Ciąg dalszy opowieści o załodze LM, nastąpi :)

Ten, co mnie widzi, ma mnie za wariata

Każdy potrzebuje aby ktoś go wysłuchał
Poczuć chce na głowie dobre ręce

Każdy potrzebuje by móc komuś coś powiedzieć
Tak jak w tamtej piosence


Siedzieliśmy wczoraj z Wojtkiem nad piwem marki Tyskie. Odbyliśmy przy tym chyba najfajniejszą rozmowę w życiu. Z zastosowaniem prostych słów. Decyzja zapadła. Zostawiamy wszystko i jedziemy do Spodka na Kult. Który to już będzie koncert? Setny? Kto by to liczył. Ważne, że po prostu będzie. Ważne, że znów usłyszę te same teksty, które sprawiły, że dziś jestem taki, a nie inny.
A Wojtek? To mój przyjaciel. Mam wielu przyjaciół, a każdy jest inny. Z Wojtkiem jednak specyficzna więź nas łączy. Ale o tym pisał nie będę, bo i tak niektórzy mają mnie za wariata, toteż ujawnienie informacji o naszych perypetiach, nie wpłynęłoby na zmianę tego stanu.

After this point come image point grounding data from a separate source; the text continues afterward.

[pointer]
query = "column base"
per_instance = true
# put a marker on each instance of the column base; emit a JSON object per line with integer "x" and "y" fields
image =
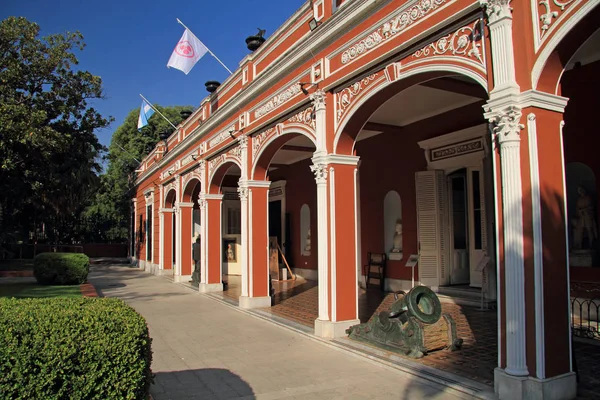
{"x": 562, "y": 387}
{"x": 181, "y": 278}
{"x": 209, "y": 287}
{"x": 255, "y": 302}
{"x": 331, "y": 330}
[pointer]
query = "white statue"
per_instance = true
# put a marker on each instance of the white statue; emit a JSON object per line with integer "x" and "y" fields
{"x": 397, "y": 238}
{"x": 585, "y": 221}
{"x": 307, "y": 243}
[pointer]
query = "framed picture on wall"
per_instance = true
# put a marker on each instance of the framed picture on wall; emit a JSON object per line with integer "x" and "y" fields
{"x": 229, "y": 250}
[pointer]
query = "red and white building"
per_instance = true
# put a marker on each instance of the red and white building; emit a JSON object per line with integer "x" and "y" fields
{"x": 468, "y": 121}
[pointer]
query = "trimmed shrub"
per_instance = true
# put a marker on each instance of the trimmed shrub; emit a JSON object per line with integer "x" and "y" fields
{"x": 61, "y": 268}
{"x": 89, "y": 348}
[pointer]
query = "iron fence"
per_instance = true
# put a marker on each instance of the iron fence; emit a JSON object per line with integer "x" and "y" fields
{"x": 584, "y": 318}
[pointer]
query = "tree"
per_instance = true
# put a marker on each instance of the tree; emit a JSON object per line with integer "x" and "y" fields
{"x": 50, "y": 154}
{"x": 109, "y": 215}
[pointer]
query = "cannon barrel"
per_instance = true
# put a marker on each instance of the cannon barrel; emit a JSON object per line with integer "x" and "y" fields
{"x": 420, "y": 302}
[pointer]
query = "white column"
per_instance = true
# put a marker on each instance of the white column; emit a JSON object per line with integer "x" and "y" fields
{"x": 503, "y": 59}
{"x": 319, "y": 106}
{"x": 161, "y": 239}
{"x": 506, "y": 128}
{"x": 320, "y": 171}
{"x": 177, "y": 268}
{"x": 243, "y": 194}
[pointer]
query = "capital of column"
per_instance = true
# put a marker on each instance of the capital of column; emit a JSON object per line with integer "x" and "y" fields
{"x": 318, "y": 99}
{"x": 201, "y": 202}
{"x": 496, "y": 10}
{"x": 243, "y": 193}
{"x": 243, "y": 141}
{"x": 506, "y": 125}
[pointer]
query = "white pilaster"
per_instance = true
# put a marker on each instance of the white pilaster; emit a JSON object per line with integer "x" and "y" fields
{"x": 506, "y": 128}
{"x": 499, "y": 15}
{"x": 318, "y": 99}
{"x": 161, "y": 239}
{"x": 177, "y": 266}
{"x": 243, "y": 194}
{"x": 203, "y": 237}
{"x": 320, "y": 171}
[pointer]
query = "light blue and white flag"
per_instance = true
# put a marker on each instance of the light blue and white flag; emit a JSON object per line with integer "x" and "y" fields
{"x": 146, "y": 112}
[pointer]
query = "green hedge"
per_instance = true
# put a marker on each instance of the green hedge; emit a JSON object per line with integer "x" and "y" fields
{"x": 89, "y": 348}
{"x": 61, "y": 268}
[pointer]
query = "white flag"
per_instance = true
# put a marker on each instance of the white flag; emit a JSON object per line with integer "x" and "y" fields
{"x": 187, "y": 52}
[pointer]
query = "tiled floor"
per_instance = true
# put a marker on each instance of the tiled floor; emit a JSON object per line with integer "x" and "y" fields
{"x": 298, "y": 301}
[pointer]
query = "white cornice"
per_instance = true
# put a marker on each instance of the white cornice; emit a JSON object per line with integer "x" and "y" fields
{"x": 302, "y": 51}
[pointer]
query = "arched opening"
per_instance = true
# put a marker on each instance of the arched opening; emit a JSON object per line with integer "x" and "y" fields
{"x": 224, "y": 181}
{"x": 426, "y": 189}
{"x": 168, "y": 232}
{"x": 285, "y": 159}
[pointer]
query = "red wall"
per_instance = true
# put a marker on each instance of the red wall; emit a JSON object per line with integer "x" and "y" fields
{"x": 300, "y": 189}
{"x": 580, "y": 134}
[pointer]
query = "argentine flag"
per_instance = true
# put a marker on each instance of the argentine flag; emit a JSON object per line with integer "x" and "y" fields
{"x": 146, "y": 112}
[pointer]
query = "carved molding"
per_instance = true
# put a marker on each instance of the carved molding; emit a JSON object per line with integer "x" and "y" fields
{"x": 464, "y": 42}
{"x": 320, "y": 171}
{"x": 547, "y": 13}
{"x": 346, "y": 97}
{"x": 304, "y": 117}
{"x": 506, "y": 125}
{"x": 391, "y": 28}
{"x": 220, "y": 137}
{"x": 259, "y": 140}
{"x": 277, "y": 100}
{"x": 496, "y": 10}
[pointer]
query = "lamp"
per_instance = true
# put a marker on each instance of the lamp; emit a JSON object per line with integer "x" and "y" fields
{"x": 302, "y": 84}
{"x": 313, "y": 23}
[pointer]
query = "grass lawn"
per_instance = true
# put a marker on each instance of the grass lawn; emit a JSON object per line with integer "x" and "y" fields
{"x": 16, "y": 265}
{"x": 32, "y": 289}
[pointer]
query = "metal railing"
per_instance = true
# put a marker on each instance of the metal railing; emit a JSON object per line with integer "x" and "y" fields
{"x": 584, "y": 318}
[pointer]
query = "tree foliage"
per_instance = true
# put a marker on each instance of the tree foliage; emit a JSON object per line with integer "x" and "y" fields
{"x": 109, "y": 215}
{"x": 50, "y": 155}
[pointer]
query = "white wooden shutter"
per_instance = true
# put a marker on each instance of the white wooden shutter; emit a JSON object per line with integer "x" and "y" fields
{"x": 430, "y": 189}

Kto sam ten nasz największy wróg, a śpiewak właśnie był sam

Le Moor zagra 6 grudnia w krakowskim klubie Loch Ness. Cieszymy się z tego powodu raczej bardzo poważnie, bo gdyby wszyscy krakowscy Kolbuszowianie przyszli na występ nasz, to mielibyśmy pół Loch Ness gawiedzi znad Nilu. Zapowiada się fajna przygoda. Wyjazd z samego rana, próba, koncert, impreza, spanie w hotelu. Rokendrol! :)

Tak płonie serce moje, płonie całe ciało...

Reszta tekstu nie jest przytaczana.